Airlines Continue to Invest in their People and Products
U.S. passenger airline employment is at its highest level since 2004, with June 2018 representing the 56th consecutive month of year-over-year gains. Since 2015, U.S. airline job growth has consistently outpaced the national average, directly employing 716,000 people. Recently released federal data shows that the average wage of an airline employee in 2017 was $89,500—46 percent higher than the U.S. private sector average.
As demand for air travel continues to grow, U.S. airlines are significantly reinvesting in passengers, employees and products to enhance the travel experience. In 2017 alone, U.S. airlines spent nearly $20 billion on the customer experience, including the acquisition of 450 aircraft, new flight and ground equipment, improved facilities and information technology. In the first six months of 2018, they invested an additional $9 billion. Since 2010, the airlines have reinvested $111 billion into their product, enhancing the customer experience.
Additionally, passengers are benefitting from an all-time high of more than 3 million scheduled seats departing U.S. airports daily, up 4.4 percent domestically and 4 percent on international routes.
Airlines Report Strong Operational Performance
Despite a challenging operational environment so far in 2018, airlines have reported strong operational metrics for Q1 2018, including the lowest-ever recorded rate of involuntary denied boardings, down to 1.2 per 100,000 passengers from 6.2 per 100,000 passengers in 2017. The on-time arrival rate from January to May also improved, from 79.17 percent in 2017 to 80.12 percent this year. The properly handled bag rate dipped slightly, from 99.74 percent in Q1 2017 to 99.71 in 2018, as well as the flight completion factor, from 98.47 percent in 2017 to 98.05 in 2018.
Throughout 2018, the rate of customer complaints to the Department of Transportation (DOT) continues to fall, from 1.19 per 100,000 passengers in Q1 2017 to 0.98 per 100,000 in Q1 2018. Even in April and May of this year, the number of complaints has continued to decline, to 0.89 and 0.82 DOT complaints per 100,000, respectively.

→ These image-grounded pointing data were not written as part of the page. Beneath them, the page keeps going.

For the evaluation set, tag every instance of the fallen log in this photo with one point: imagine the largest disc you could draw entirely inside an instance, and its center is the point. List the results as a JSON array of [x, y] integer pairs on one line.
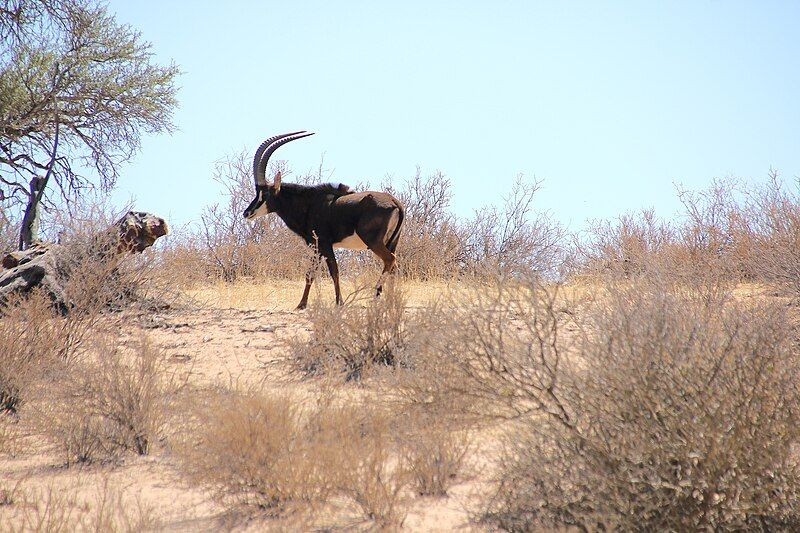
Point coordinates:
[[49, 267]]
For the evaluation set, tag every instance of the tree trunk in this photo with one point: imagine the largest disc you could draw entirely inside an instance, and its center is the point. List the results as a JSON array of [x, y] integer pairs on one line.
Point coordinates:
[[29, 233]]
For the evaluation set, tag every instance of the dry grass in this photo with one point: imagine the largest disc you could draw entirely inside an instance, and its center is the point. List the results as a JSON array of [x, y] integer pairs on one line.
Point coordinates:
[[285, 293], [353, 338], [110, 401], [258, 450], [434, 456], [56, 508], [672, 412], [276, 454]]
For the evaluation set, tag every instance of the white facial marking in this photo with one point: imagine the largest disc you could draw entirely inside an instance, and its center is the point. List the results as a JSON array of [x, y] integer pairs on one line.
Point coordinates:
[[352, 242], [260, 211]]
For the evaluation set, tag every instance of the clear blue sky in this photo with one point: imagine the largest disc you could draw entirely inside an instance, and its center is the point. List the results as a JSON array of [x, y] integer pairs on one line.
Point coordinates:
[[610, 103]]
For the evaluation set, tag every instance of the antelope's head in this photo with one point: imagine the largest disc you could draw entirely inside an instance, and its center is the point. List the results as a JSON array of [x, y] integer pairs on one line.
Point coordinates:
[[265, 192]]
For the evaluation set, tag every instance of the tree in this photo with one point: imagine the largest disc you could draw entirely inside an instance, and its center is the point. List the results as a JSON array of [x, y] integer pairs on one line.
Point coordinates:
[[77, 91]]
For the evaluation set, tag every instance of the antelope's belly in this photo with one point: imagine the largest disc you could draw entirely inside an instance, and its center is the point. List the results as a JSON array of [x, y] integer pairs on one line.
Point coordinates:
[[351, 242]]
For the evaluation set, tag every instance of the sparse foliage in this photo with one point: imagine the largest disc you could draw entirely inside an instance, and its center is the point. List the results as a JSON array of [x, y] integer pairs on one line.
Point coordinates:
[[77, 90]]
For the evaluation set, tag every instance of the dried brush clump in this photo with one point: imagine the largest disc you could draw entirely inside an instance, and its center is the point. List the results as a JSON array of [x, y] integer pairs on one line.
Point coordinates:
[[109, 401], [61, 508], [676, 413], [353, 338], [433, 457], [368, 473], [287, 458], [32, 345], [257, 450]]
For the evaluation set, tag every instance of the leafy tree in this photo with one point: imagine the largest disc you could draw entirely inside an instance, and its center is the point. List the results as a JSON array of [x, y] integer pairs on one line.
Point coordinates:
[[77, 90]]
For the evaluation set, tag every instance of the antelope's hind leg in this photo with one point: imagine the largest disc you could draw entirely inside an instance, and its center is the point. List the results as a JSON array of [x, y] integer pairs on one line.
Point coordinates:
[[389, 261]]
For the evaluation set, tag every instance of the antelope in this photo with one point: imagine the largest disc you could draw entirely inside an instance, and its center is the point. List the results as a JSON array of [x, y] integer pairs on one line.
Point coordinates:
[[327, 216]]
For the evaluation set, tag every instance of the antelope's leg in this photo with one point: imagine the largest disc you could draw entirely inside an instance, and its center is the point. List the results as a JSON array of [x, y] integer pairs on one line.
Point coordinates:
[[389, 260], [309, 280], [326, 250]]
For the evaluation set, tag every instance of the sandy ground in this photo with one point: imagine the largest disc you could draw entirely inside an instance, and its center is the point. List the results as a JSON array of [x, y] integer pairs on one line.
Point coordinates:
[[228, 335]]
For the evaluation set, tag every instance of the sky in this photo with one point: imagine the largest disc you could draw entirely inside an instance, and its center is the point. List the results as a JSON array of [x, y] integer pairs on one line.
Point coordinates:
[[610, 104]]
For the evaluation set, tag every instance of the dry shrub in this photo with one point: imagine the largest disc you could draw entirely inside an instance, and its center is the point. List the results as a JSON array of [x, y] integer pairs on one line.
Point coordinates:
[[276, 454], [259, 450], [674, 413], [31, 345], [228, 247], [52, 509], [366, 471], [434, 456], [509, 240], [430, 245], [351, 339], [109, 401], [771, 231], [486, 350]]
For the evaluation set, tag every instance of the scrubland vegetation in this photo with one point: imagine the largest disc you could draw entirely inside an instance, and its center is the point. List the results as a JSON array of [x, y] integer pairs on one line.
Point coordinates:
[[641, 375]]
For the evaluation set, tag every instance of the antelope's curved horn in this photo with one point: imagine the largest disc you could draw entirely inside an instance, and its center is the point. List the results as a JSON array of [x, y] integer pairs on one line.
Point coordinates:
[[262, 180], [267, 148]]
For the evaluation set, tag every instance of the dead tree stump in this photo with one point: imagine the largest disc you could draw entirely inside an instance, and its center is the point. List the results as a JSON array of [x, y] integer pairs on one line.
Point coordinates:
[[49, 266]]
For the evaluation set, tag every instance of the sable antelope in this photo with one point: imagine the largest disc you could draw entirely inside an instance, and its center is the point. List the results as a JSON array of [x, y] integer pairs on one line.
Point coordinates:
[[327, 216]]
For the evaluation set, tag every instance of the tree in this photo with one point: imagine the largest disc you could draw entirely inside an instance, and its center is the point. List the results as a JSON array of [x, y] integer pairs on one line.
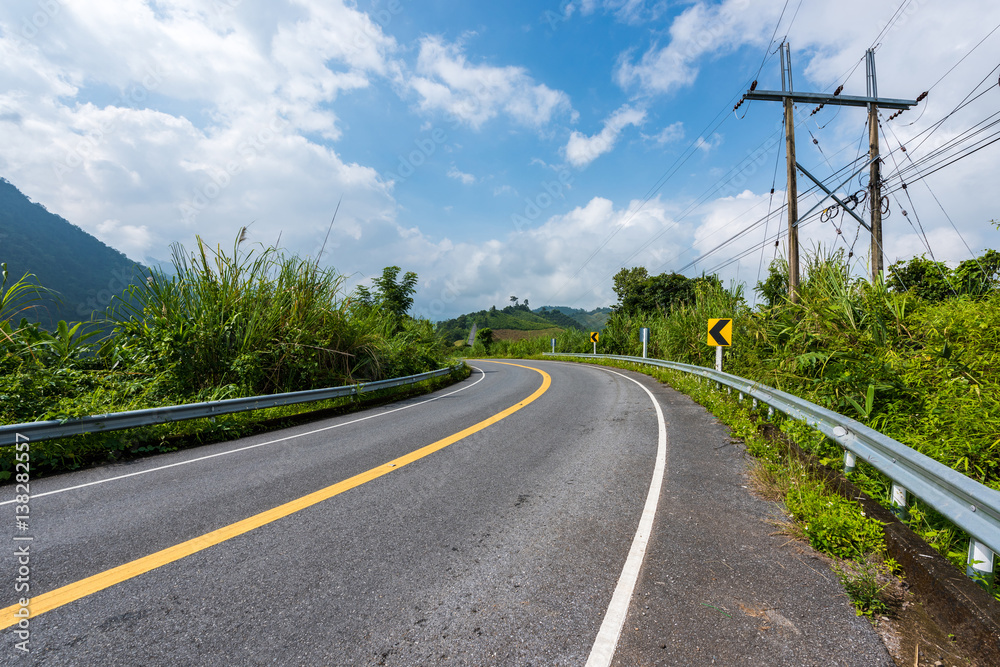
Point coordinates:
[[627, 282], [774, 289], [639, 293], [922, 277], [390, 295], [485, 336]]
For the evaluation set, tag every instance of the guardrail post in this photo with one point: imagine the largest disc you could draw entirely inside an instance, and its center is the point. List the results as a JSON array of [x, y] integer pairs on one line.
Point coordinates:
[[980, 564], [850, 462], [899, 502]]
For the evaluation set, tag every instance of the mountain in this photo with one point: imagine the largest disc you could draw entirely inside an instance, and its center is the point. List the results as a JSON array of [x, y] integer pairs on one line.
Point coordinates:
[[588, 320], [518, 318], [84, 272], [522, 318]]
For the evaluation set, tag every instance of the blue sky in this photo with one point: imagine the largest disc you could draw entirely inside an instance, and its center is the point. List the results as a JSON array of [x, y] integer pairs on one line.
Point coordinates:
[[522, 148]]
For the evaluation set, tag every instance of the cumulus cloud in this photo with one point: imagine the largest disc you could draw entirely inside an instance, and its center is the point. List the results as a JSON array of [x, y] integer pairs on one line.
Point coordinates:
[[581, 150], [700, 30], [474, 94], [208, 128], [466, 179], [544, 263]]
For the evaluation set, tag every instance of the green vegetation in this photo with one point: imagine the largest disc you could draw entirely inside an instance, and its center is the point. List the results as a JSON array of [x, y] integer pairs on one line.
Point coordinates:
[[79, 273], [250, 322], [919, 369], [588, 320], [517, 317], [567, 340]]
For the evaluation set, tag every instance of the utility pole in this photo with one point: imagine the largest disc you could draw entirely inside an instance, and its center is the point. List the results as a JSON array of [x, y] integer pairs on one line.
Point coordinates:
[[875, 172], [793, 196], [873, 102]]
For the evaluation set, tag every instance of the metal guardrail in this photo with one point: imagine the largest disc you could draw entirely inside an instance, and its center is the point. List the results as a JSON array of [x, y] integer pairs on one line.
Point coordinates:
[[973, 507], [48, 430]]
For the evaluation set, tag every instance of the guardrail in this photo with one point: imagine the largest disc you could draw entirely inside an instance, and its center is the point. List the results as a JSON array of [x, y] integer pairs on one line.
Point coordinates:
[[973, 507], [48, 430]]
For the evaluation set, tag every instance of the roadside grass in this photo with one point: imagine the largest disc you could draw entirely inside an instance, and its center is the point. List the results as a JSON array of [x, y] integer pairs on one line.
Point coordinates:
[[50, 457], [815, 513]]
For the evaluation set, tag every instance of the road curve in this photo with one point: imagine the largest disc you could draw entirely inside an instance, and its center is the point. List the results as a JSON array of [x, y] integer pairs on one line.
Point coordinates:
[[504, 545]]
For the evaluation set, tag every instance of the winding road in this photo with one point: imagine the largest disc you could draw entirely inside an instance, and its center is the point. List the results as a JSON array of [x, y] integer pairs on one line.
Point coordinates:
[[537, 513]]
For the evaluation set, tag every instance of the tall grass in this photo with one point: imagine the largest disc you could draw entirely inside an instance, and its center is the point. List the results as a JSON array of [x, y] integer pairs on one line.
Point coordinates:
[[260, 321], [921, 371]]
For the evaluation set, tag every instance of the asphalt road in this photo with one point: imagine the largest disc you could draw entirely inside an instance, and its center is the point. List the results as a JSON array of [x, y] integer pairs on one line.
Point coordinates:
[[330, 544]]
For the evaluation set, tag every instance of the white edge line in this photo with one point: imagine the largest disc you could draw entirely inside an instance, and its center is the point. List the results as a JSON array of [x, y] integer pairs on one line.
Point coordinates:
[[260, 444], [606, 642]]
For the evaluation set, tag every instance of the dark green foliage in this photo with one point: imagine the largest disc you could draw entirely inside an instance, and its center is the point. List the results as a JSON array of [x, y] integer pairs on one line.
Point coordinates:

As jet fuel prices climb, airline profitability continues to decline, with expenses growing nearly twice as fast as revenues again in the first half (1H) of 2018. Fuel expenses rose 31.1 percent, airport expenses rose 7.1 percent and labor rose 5.7 percent. Consequently, U.S. airlines pre-tax profit margins fell from 11.5 percent in 1H 2017 to 7.2 percent in 1H 2018, well below companies like Starbucks (14.9 percent), Apple (25.7 percent), Disney (26.1 percent) and McDonald’s (37.2 percent).
Airlines for America (A4A) advocates on behalf of the leading U.S. airlines, both passenger and cargo carriers. A4A works collaboratively with industry stakeholders, federal agencies, the Administration, Congress, labor and other groups to improve aviation for the traveling and shipping public.